A two-step Hilbert transform method for 2D image reconstruction.

The paper describes a new accurate two-dimensional (2D) image reconstruction method consisting of two steps. In the first step, the backprojected image is formed after taking the derivative of the parallel projection data. In the second step, a Hilbert filtering is applied along certain lines in the differentiated backprojection (DBP) image. Formulae for performing the DBP step in fanbeam geometry are also presented. The advantage of this two-step Hilbert transform approach is that in certain situations, regions of interest (ROIs) can be reconstructed from truncated projection data. Simulation results are presented that illustrate very similar reconstructed image quality using the new method compared to standard filtered backprojection, and that show the capability to correctly handle truncated projections. In particular, a simulation is presented of a wide patient whose projections are truncated laterally yet for which highly accurate ROI reconstruction is obtained.

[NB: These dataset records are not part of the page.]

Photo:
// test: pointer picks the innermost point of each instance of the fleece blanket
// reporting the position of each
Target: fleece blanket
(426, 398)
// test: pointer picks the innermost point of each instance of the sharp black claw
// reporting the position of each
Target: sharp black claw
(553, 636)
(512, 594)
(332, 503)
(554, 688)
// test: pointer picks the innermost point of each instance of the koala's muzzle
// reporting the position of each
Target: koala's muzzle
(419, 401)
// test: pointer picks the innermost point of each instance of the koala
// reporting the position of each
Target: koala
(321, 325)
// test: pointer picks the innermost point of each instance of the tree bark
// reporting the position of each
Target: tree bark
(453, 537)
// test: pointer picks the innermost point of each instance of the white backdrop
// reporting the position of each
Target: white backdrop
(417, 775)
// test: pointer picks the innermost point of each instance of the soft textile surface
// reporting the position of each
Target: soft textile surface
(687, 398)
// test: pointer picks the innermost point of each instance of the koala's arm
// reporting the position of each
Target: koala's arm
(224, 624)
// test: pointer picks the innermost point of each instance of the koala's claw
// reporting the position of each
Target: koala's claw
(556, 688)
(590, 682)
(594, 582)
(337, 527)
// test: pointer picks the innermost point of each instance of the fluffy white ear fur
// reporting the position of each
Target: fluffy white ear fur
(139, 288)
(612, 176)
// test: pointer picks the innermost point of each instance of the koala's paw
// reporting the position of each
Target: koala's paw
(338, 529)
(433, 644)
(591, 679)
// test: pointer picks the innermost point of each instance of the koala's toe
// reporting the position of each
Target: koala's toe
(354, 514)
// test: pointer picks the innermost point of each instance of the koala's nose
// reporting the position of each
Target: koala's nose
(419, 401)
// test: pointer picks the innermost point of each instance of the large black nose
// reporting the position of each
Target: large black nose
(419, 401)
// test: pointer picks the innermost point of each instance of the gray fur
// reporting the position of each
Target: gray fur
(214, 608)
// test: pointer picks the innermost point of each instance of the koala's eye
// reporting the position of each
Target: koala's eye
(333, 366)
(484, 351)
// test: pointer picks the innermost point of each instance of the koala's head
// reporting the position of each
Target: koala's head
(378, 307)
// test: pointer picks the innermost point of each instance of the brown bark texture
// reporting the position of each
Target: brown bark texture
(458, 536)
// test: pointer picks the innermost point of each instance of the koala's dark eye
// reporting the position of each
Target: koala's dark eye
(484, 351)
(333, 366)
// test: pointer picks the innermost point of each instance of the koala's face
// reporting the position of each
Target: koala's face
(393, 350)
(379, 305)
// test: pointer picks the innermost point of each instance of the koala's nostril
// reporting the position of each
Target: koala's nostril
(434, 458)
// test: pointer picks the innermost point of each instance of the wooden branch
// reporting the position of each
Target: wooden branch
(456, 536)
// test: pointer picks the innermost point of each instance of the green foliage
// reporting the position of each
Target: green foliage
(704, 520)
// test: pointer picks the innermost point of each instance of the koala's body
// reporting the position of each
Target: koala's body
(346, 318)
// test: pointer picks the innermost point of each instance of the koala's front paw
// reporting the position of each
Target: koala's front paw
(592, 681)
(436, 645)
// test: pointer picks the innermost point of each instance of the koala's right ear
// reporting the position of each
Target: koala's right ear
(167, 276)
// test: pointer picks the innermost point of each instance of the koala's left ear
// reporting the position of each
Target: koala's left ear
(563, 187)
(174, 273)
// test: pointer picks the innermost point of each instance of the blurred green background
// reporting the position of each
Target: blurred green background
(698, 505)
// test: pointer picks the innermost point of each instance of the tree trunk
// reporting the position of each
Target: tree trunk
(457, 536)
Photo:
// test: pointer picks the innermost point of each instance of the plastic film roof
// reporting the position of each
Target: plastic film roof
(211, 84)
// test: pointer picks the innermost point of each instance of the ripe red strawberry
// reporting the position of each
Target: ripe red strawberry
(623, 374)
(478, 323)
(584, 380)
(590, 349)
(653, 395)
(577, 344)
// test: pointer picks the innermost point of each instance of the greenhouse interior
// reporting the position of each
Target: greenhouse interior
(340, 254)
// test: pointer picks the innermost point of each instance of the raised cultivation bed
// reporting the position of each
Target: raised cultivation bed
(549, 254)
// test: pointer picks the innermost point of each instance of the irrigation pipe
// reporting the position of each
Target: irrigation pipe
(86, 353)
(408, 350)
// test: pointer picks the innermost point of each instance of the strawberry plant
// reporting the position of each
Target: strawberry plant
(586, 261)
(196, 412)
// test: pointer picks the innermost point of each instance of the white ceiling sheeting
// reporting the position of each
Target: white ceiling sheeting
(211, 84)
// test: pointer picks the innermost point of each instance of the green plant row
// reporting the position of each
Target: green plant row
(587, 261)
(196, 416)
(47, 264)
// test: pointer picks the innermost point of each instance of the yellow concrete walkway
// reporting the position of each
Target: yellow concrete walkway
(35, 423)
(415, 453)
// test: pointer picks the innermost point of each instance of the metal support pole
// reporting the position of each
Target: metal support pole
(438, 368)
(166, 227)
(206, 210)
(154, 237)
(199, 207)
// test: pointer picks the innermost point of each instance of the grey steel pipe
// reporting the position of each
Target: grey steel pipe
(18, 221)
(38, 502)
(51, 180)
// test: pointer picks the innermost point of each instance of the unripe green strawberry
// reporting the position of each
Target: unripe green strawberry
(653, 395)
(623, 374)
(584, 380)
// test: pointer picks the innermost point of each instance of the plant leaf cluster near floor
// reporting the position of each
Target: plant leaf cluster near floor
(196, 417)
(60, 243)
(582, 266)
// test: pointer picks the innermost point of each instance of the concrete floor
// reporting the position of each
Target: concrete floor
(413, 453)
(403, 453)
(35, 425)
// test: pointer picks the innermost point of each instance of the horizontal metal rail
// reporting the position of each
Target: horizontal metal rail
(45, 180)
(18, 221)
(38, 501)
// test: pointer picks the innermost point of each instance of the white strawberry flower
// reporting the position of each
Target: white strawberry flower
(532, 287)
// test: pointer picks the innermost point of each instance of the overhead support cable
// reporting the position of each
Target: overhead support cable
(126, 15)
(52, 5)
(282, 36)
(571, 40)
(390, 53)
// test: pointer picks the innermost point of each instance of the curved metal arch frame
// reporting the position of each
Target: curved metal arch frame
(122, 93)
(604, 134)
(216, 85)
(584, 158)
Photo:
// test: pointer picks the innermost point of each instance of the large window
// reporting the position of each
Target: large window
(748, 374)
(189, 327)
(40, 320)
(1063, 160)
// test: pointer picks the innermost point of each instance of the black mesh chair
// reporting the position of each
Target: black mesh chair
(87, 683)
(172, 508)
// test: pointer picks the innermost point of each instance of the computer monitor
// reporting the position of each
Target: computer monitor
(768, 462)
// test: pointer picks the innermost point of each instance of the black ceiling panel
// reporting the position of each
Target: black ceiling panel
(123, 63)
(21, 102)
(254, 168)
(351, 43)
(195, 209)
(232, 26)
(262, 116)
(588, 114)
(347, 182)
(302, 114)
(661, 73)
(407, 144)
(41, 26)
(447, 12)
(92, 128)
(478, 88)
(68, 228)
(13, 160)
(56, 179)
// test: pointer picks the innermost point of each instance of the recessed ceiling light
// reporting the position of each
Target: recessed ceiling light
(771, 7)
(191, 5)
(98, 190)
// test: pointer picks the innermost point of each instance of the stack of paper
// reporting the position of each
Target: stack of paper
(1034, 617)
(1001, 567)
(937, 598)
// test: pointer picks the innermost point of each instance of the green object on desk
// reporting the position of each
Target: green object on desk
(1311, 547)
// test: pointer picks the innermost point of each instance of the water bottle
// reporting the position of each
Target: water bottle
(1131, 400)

Inversion of the 3D exponential x-ray transform for a half equatorial band and other semi-circular geometries.

This work presents new mathematical results on the inversion of the exponential x-ray transform. It is shown that a reconstruction formula can be obtained for any dataset whose projection directions consist of a union of half great circles on the unit sphere. A basic example of such a dataset is the semi-equatorial band. The discussion in the paper is mostly focused on this example. The reconstruction formula takes the form of a Neumann (geometric) series and is both exact and stable. The exponential x-ray transform has been mainly studied in SPECT imaging. In this context, our results demonstrate mathematically that fully 3D image reconstruction in SPECT with non-zero attenuation does not always require symmetric datasets (opposing views).

Image reconstruction from fan-beam projections on less than a short scan.

This work is concerned with 2D image reconstruction from fan-beam projections. It is shown that exact and stable reconstruction of a given region-of-interest in the object does not require all lines passing through the object to be measured. Complete (non-truncated) fan-beam projections provide sufficient information for reconstruction when 'every line passing through the region-of-interest intersects the vertex path in a non-tangential way'. The practical implications of this condition are discussed and a new filtered-backprojection algorithm is derived for reconstruction. Experiments with computer-simulated data are performed to support the mathematical results.